With the Cold War’s end, the rough consensus so eloquently articulated by Novak has split all ends up. Even some of his former friends and allies have now parted company with his thesis. Conspicuous among them is R.R. Reno, editor of First Things, the journal founded by the late Richard John Neuhaus that on multiple fronts expanded upon and fortified Novak’s arguments about polity and economy. Reno acknowledges the extraordinary successes of capitalism and its interrelated institutions as described by Novak, but believes Spirit is essentially a solution to a problem that, like the Cold War era, is no longer central to our current social malaise. “It is time,” he says, “to set aside the notion that the problems we face in the West can be solved by stiffer doses of economic freedom.”

In fact, Reno adds, the very market freedom Novak did so much to encourage has now turned back upon itself and threatens “the two other legs holding up society: democratic institutions and a vital religious and moral culture.” The effects of economic globalism and rapid technological innovation tend to destroy manufacturing jobs and the sense of political community once generated by localized means of production. These same economic forces, moreover, tend to beget a new entrepreneurial class, one increasingly detached from nation and locale and, to protect their bottom line, increasingly wedded to ersatz theories of social justice and “diversity.” To make matters worse, Reno suggests, the new economy neither remembers nor relies upon the old moral virtues and in their stead embraces an ethos of autonomous individualism. –All of which is a far cry from the attributes of the free society that attracted Novak’s sympathetic understanding and praise.

Reno’s argument will attract supporters if only because he is a thoughtful man and First Things is an important journal. Indeed, the journal’s readers will see the critique of Novak as part of a larger editorial plan to reassess the ravages of postmodernism, an agenda markedly different from that once powerfully advanced by Novak and Neuhaus.

About all this, two immediate thoughts.

First, there is very little in Reno’s critique that would be unfamiliar to Novak. He understood perfectly well that a certain species of liberalism—let us call it unalloyed Lockeanism—cannot, unassisted, secure the foundations of a good society. Part of his mission, not only in Spirit but in other works as well, was to orient us toward a higher and better understanding of liberalism. This higher and better understanding, he believed, is rooted ultimately in Christian political thought and more accurately reflects the principles of the American regime rightly understood. By contrast, there are those who believe that the American proposition is essentially Hobbes and Locke all the way down and for that reason doomed to failure. This an old debate, and Reno’s essay and magazine will keep it going.

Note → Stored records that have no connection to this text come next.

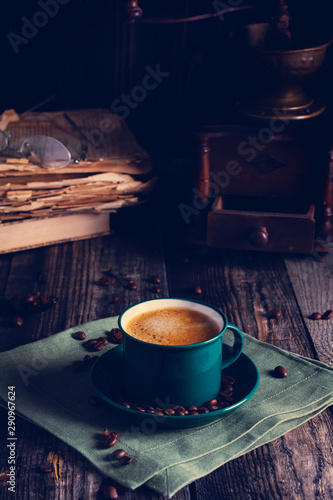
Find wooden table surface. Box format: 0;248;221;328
0;196;333;500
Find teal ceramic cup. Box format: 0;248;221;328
118;298;244;408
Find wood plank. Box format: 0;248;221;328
163;249;333;500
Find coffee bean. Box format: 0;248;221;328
119;455;132;465
12;316;23;326
221;375;235;384
88;395;101;406
85;337;107;351
103;486;118;500
198;406;209;413
0;470;10;483
321;309;333;319
73;332;87;340
109;448;126;460
39;462;53;473
72;359;84;370
109;328;124;344
140;403;155;411
104;429;119;448
309;313;321;321
132;405;145;413
149;275;161;285
274;365;288;378
164;408;175;417
268;309;282;319
98;276;110;286
219;389;234;398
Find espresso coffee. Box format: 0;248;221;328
126;307;221;345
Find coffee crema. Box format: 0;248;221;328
125;307;221;345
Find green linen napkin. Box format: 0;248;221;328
0;318;333;497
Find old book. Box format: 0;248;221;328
0;212;112;254
0;110;157;253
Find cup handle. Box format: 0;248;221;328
222;322;244;368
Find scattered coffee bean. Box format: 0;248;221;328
103;429;119;448
73;332;87;340
268;309;282;319
131;405;146;413
119;455;132;465
12;316;23;326
164;408;175;417
98;276;110;286
109;328;124;344
321;309;333;319
0;470;10;483
149;275;161;285
103;486;118;500
221;375;235;385
274;365;288;378
109;448;126;460
198;406;209;413
309;313;321;321
39;462;53;473
111;293;119;304
88;395;101;406
5;292;58;314
72;359;84;370
85;337;108;351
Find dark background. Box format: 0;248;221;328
0;0;333;157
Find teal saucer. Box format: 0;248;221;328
90;345;260;429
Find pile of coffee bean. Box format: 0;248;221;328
115;375;235;417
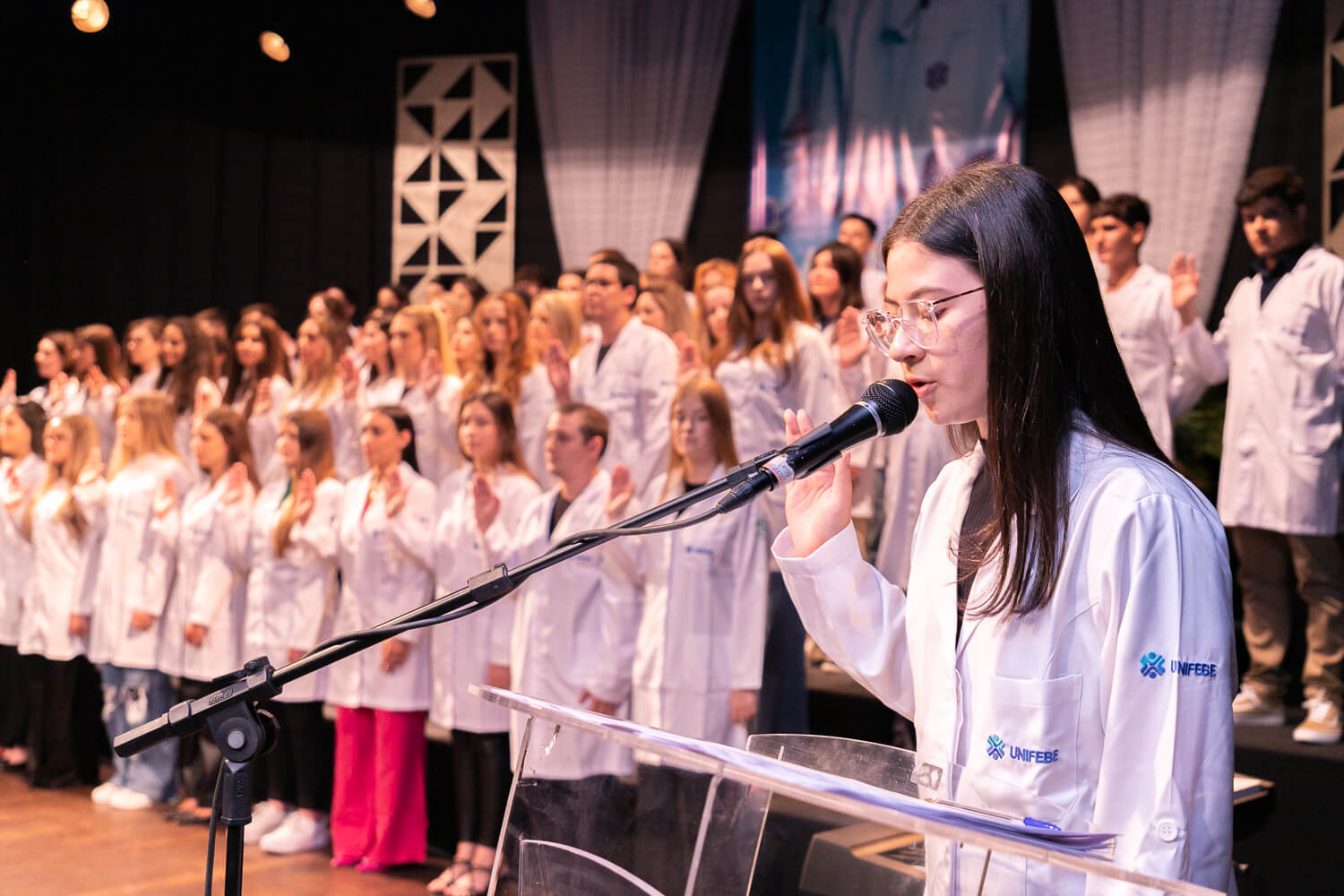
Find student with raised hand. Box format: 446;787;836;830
429;394;540;893
546;255;677;489
223;314;293;482
244;411;344;855
89;392;195;809
327;406;437;872
152;407;258;823
711;237;843;734
0;399;47;770
773;162;1236;893
7;415;102;788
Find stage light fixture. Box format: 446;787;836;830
261;30;289;62
406;0;438;19
70;0;112;33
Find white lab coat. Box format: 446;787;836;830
1183;246;1344;535
242;375;295;484
327;463;437;712
244;478;346;702
570;317;676;489
714;321;844;538
430;468;542;732
612;466;771;747
774;429;1236;893
89;454;195;669
19;479;101;661
1101;264;1188;457
513;364;556;485
0;456;47;648
488;472;639;780
152;476;254;681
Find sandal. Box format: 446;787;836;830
425;856;472;893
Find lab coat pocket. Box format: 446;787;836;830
970;675;1083;817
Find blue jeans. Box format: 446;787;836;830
99;662;177;801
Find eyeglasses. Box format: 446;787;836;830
863;286;984;355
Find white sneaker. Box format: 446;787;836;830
244;799;289;844
108;788;155;809
261;812;332;856
89;780;123;806
1293;694;1344;745
1233;683;1284;727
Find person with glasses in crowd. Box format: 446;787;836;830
773;162;1236;893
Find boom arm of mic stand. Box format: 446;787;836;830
113;452;779;756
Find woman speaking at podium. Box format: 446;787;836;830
774;162;1236;892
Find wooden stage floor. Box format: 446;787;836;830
0;771;445;896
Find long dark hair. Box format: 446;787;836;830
882;162;1166;616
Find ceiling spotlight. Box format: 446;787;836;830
406;0;438;19
261;30;289;62
70;0;110;33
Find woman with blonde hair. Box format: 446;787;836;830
429;394;542;893
152;407;257;823
712;237;843;734
89;392;194;809
7;415;102;788
244;411;344;855
0;398;47;769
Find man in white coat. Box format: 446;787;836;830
1171;167;1344;743
478;403;640;858
546;255;677;490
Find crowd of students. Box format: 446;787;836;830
0;163;1344;893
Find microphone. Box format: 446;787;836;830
717;379;919;513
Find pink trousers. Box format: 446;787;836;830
331;708;429;866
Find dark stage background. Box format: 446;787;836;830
0;0;1322;388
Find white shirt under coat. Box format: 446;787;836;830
1183;246;1344;535
244;478;344;702
610;466;771;747
327;462;438;712
19;479;101;661
774;430;1236;892
430;468;542;732
152;476;254;681
488;470;639;780
89;454;195;669
0;452;47;646
570;317;676;489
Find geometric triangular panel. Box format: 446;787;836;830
444;110;472;140
444;65;472;99
402;63;435;97
476;229;500;258
481;59;513;90
406;239;429;264
406;156;435;181
435;239;462;266
438;189;462;218
478;194;508;224
481;108;513;140
476;151;504;181
406;106;435;134
402;196;425;224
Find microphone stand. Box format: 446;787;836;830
113;452;780;896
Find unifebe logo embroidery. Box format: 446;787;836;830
986;735;1008;759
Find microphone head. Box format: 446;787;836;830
860;379;919;435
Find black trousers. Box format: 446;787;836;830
21;654;108;788
258;700;336;813
0;643;29;750
453;728;513;849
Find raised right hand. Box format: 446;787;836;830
784;411;854;557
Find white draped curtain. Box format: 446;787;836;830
1055;0;1279;313
529;0;746;267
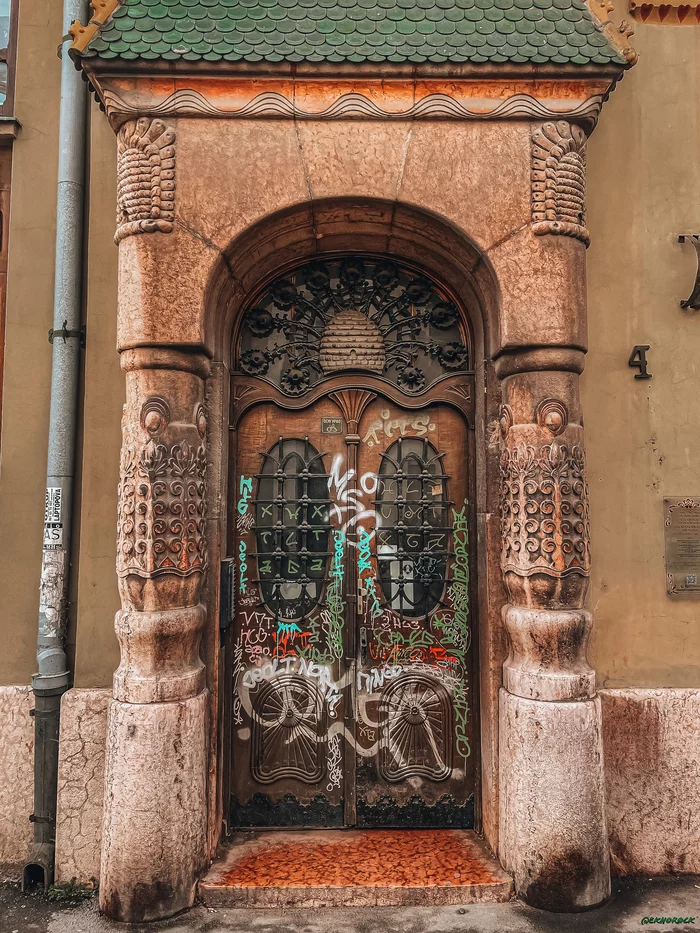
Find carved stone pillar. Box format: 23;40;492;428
497;358;610;910
100;348;209;922
496;121;610;910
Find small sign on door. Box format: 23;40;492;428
321;418;343;434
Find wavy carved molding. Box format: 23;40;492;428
104;88;604;124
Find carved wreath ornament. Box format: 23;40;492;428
532;120;590;246
114;117;175;243
117;397;206;577
238;256;469;395
501;441;590;577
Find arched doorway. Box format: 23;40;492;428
227;254;478;828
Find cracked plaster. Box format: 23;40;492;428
600;689;700;875
0;687;34;882
56;690;112;884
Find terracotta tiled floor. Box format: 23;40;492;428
201;830;510;906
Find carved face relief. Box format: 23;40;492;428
117;396;206;578
537;398;569;437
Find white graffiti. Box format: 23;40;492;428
241;657;340;719
362;408;435;447
357;664;403;693
232;642;243;726
326;733;343;791
328;454;379;533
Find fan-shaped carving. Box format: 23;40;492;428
251;674;326;784
114;117;175;243
379;672;453;783
532;120;590;245
318;308;386;373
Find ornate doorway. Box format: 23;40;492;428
228;256;476;827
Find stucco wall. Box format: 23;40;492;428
75;109;119;687
0;10;700;687
0;0;61;684
583;25;700;687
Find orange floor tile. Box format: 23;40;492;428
213;830;501;887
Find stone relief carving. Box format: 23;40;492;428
114;117;175;243
537;398;569;437
501;441;590;577
117;397;206;578
532;120;590;245
105;88;603;126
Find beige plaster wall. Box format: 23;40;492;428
583;25;700;687
0;0;61;684
75;101;120;687
0;686;34;883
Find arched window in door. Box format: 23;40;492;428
376;437;451;618
255;437;330;621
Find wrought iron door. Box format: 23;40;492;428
355;399;474;827
231;389;473;826
228;255;474;827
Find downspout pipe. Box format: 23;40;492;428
22;0;87;890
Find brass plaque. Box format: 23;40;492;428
664;496;700;596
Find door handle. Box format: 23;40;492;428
360;625;369;667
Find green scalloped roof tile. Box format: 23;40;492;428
80;0;623;64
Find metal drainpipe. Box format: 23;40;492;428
22;0;87;890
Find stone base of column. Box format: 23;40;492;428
100;691;209;923
499;688;610;911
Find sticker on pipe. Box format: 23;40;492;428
44;486;63;551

Second, it is not at all clear what Reno would have us do. The global economy is here to stay, as are the mind-bending creations of modern technology. It is well and good to note the vices of globalism and radical technological innovation, but any such critique should also note the considerable benefits produced by the same forces that appear to Reno to be almost entirely disruptive—not least in vastly lower prices for many consumer goods that are vital to the lives of the poor and downtrodden, and in life-saving medical innovations. This, too, is an old debate that finds earlier counterparts in the first decades of the industrial revolution.

As thoughtful people of good will argue about the causes and cures of our contemporary discomfit, the works of Michael Novak will remain as useful as they ever were. They are anything but a period piece of the Cold War.